Moreover, cytokines and bacterial products have been highlighted as EMT-predisposing factors.
It has been proposed that the EMT process could render epithelial cells to lose their
cell-cell adhesion and cell polarity that lend these cells to lose their function as an
integrated epithelial barrier. Consequently, bacterial invasion into the underlying
connective tissues could occur, and epithelial cells are assumed to have a mesenchymal cell
phenotype through the upregulation of mesenchymal markers and downregulation of epithelial
markers.
E-cadherin is a calcium-dependent cell adhesion molecule that establishes cell-cell adhesion,
known as the adherens junction, playing a critical role in maintaining a barrier function in
the human epithelium, including gingiva. The loss of E-cadherin is one of the most common
biological indicators for EMT. In contrast, vimentin is an intermediate filament expressed in
mesenchymal cells and is a canonical marker for EMT, which also promotes cell motility and an
invasive phenotype. It has been shown that the level of vimentin protein expression is
significantly increased by P. gingivalis infection.
It is largely reported that EMT is regulated by various transcriptional factors such as Snail
Family Transcriptional Repressor SNAIL1 and SNAIL2, zinc-finger E-box-binding (ZEB)1 and ZEB2
and TWIST transcription factors that suppress epithelial marker genes, and activate genes
related with the mesenchymal phenotype. These transcriptional factors act as E-cadherin
repressors and play a pivotal role in development, fibrosis, and cancer. Several signaling
pathways collaborate in the beginning and advancement of EMT, and they can promote SNAIL1
expression and transforming growth factor beta.
Recently, in vivo study has investigated the level of EMT markers in the gingival tissues of
periodontitis patients. It was found that the expression of E-cadherin was downregulated
while vimentin expression was upregulated. Accordingly, the authors proposed that EMT may
potentially play an essential role in the pathogenesis and prognosis of periodontal disease.
Much of the etiology and pathogenesis of peri-implant disease was acknowledged to be similar
to periodontitis since both share many clinical and radiologic features in common for
destructive inflammatory diseases. However, in contrast to periodontitis, peri-implantitis
lesions show a poorer vascular supply, a lack of connective tissue encapsulation of large
inflammatory cell infiltrates, and a differing cell profile with high numbers of B cells,
osteoclasts, and neutrophils.
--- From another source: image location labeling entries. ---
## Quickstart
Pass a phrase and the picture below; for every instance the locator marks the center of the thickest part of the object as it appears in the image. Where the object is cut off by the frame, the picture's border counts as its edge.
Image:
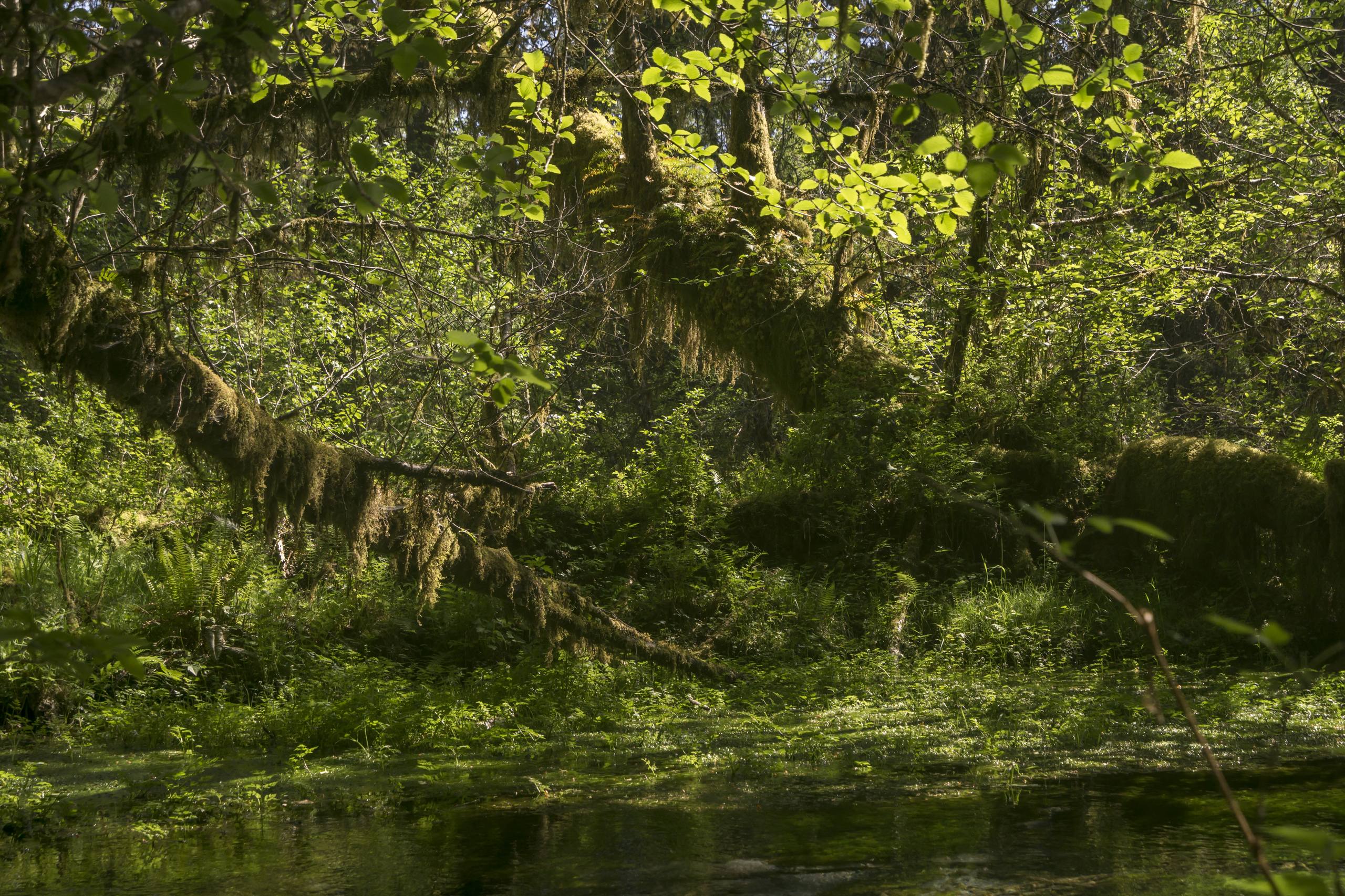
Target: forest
(673, 447)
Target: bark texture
(73, 326)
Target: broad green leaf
(1059, 76)
(396, 19)
(1178, 159)
(906, 113)
(405, 58)
(104, 198)
(934, 144)
(945, 102)
(982, 175)
(364, 157)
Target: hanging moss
(71, 326)
(729, 295)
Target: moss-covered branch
(75, 326)
(739, 296)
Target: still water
(1106, 835)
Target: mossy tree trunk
(73, 326)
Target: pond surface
(1108, 835)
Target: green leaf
(364, 157)
(396, 19)
(906, 113)
(1008, 157)
(998, 8)
(982, 176)
(1178, 159)
(934, 144)
(395, 187)
(263, 192)
(104, 198)
(1059, 76)
(503, 392)
(433, 51)
(466, 339)
(405, 58)
(945, 102)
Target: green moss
(1231, 510)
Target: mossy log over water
(73, 326)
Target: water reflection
(1110, 835)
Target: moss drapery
(73, 326)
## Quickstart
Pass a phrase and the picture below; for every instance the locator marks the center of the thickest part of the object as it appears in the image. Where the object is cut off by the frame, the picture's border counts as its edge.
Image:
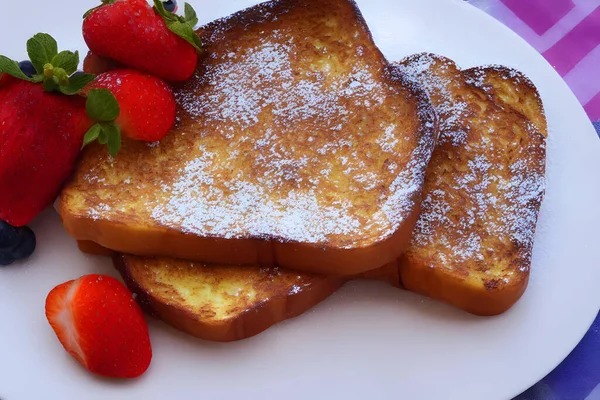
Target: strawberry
(99, 323)
(40, 137)
(149, 39)
(4, 78)
(41, 128)
(146, 107)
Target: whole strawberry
(40, 134)
(99, 323)
(149, 39)
(145, 111)
(41, 128)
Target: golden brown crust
(221, 303)
(472, 244)
(294, 147)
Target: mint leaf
(76, 83)
(159, 7)
(12, 68)
(103, 137)
(66, 60)
(102, 106)
(104, 3)
(181, 26)
(186, 32)
(92, 134)
(50, 85)
(41, 49)
(114, 138)
(190, 15)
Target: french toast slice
(221, 303)
(226, 303)
(473, 242)
(295, 146)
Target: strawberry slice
(98, 322)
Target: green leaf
(37, 78)
(12, 68)
(186, 32)
(159, 7)
(50, 85)
(66, 60)
(92, 134)
(102, 106)
(114, 138)
(104, 3)
(190, 15)
(76, 83)
(103, 138)
(181, 26)
(41, 49)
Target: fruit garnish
(40, 138)
(16, 243)
(102, 106)
(49, 67)
(99, 323)
(146, 38)
(144, 108)
(170, 5)
(182, 26)
(43, 121)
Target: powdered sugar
(498, 201)
(282, 149)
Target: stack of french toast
(302, 159)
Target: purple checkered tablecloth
(567, 34)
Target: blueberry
(27, 68)
(170, 5)
(15, 243)
(8, 236)
(26, 244)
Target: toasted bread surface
(295, 146)
(472, 244)
(221, 303)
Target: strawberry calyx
(102, 106)
(56, 71)
(182, 26)
(91, 10)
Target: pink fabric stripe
(592, 108)
(584, 78)
(576, 44)
(540, 15)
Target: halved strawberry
(99, 323)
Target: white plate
(368, 340)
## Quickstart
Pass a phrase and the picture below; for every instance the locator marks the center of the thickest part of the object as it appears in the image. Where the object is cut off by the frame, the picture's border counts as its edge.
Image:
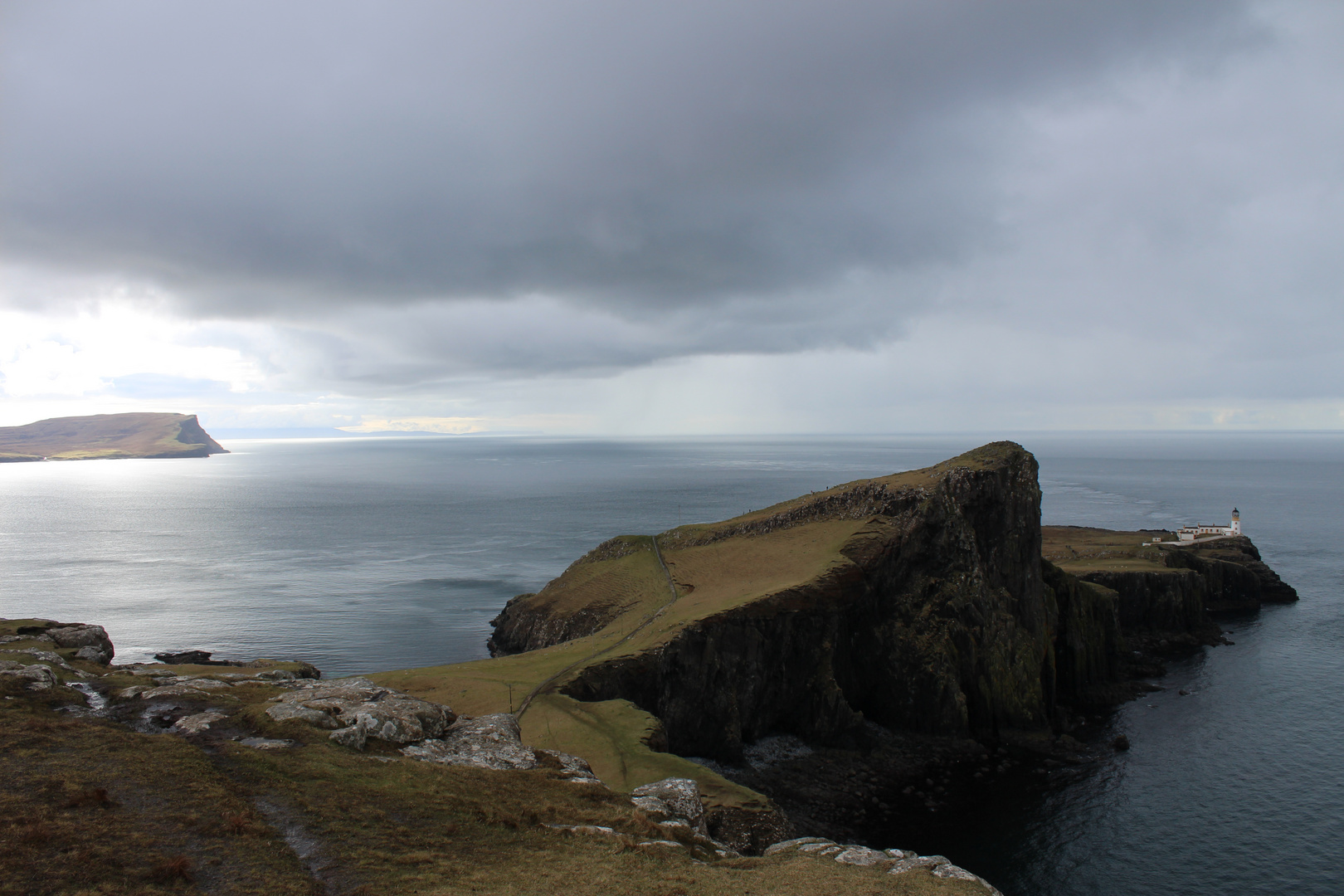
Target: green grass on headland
(89, 807)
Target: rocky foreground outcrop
(1168, 594)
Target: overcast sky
(665, 218)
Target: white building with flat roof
(1191, 533)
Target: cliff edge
(108, 437)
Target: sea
(370, 553)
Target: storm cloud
(268, 155)
(401, 199)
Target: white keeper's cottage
(1191, 533)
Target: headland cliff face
(1168, 594)
(108, 437)
(934, 614)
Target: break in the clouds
(435, 206)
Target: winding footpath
(648, 620)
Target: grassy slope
(88, 806)
(715, 566)
(1083, 550)
(106, 436)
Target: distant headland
(108, 437)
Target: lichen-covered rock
(933, 618)
(862, 856)
(674, 798)
(82, 635)
(197, 723)
(377, 711)
(572, 767)
(93, 655)
(182, 691)
(485, 742)
(290, 712)
(39, 676)
(785, 845)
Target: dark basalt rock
(941, 622)
(194, 657)
(1170, 611)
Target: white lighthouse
(1191, 533)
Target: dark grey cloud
(281, 158)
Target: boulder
(316, 718)
(378, 712)
(675, 798)
(785, 845)
(197, 723)
(81, 635)
(485, 742)
(180, 691)
(860, 856)
(183, 657)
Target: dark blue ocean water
(378, 553)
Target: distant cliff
(108, 436)
(1168, 592)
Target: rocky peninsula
(767, 704)
(108, 437)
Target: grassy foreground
(626, 582)
(1075, 548)
(89, 806)
(108, 437)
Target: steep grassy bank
(108, 437)
(247, 805)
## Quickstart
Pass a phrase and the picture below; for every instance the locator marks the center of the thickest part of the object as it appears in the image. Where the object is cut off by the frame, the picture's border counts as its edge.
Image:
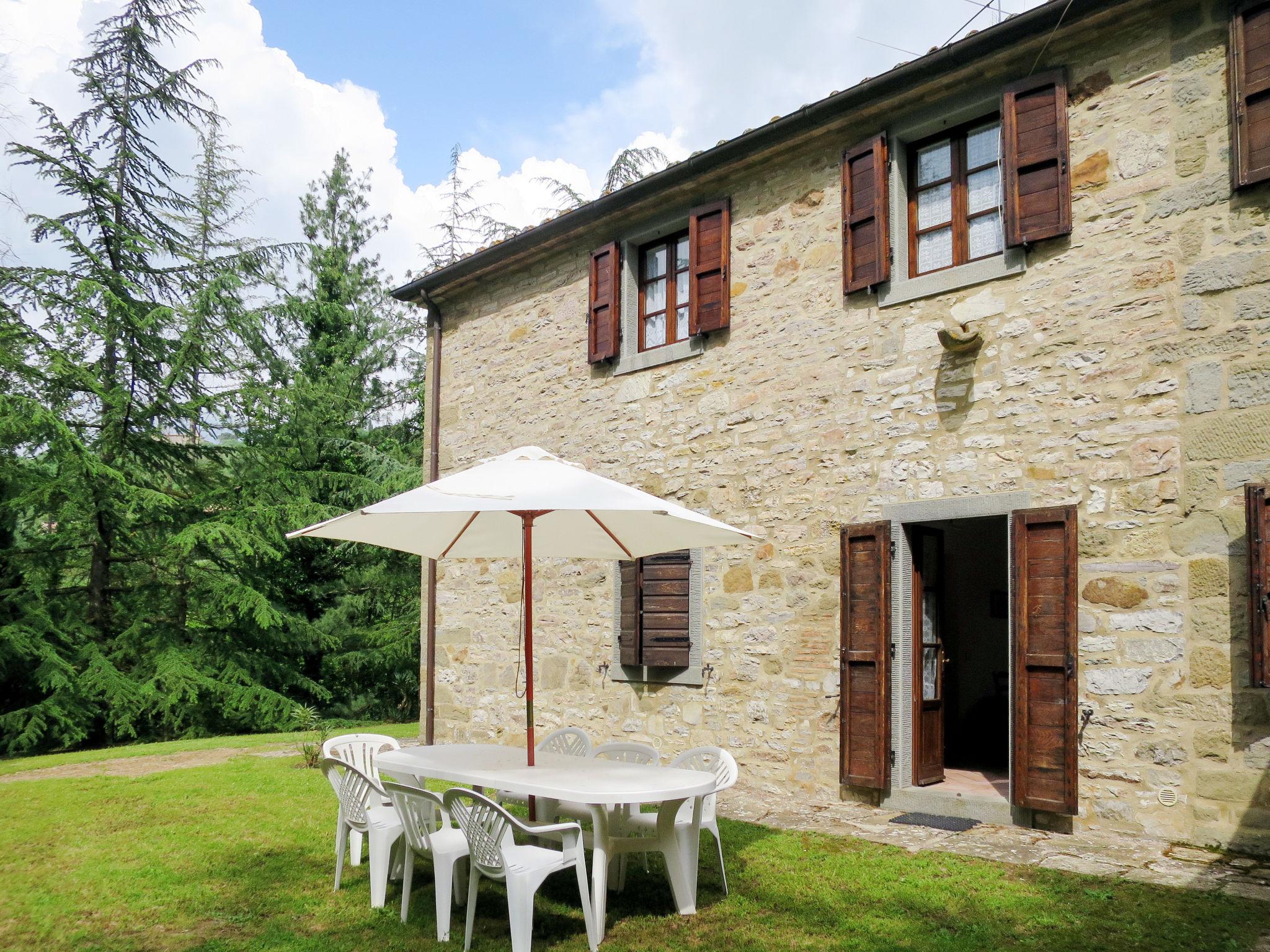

This suggests that peri-implantitis has a similar
aetiopathogenesis to periodontitis but also notable differences; its progression seems faster
and more aggressive.
Despite these similarities and differences between the pathogenesis of periodontal and
peri-implant diseases, the role of dental biofilm in the etiopathogenesis of the
aforementioned diseases was studied largely. While it is now accepted that EMT may
potentially play a role in periodontal disease pathogenicity, the possible role of EMT in the
disintegration of the peri-implant epithelial barrier and the pathogenesis of peri-implant
disease has not yet been investigated.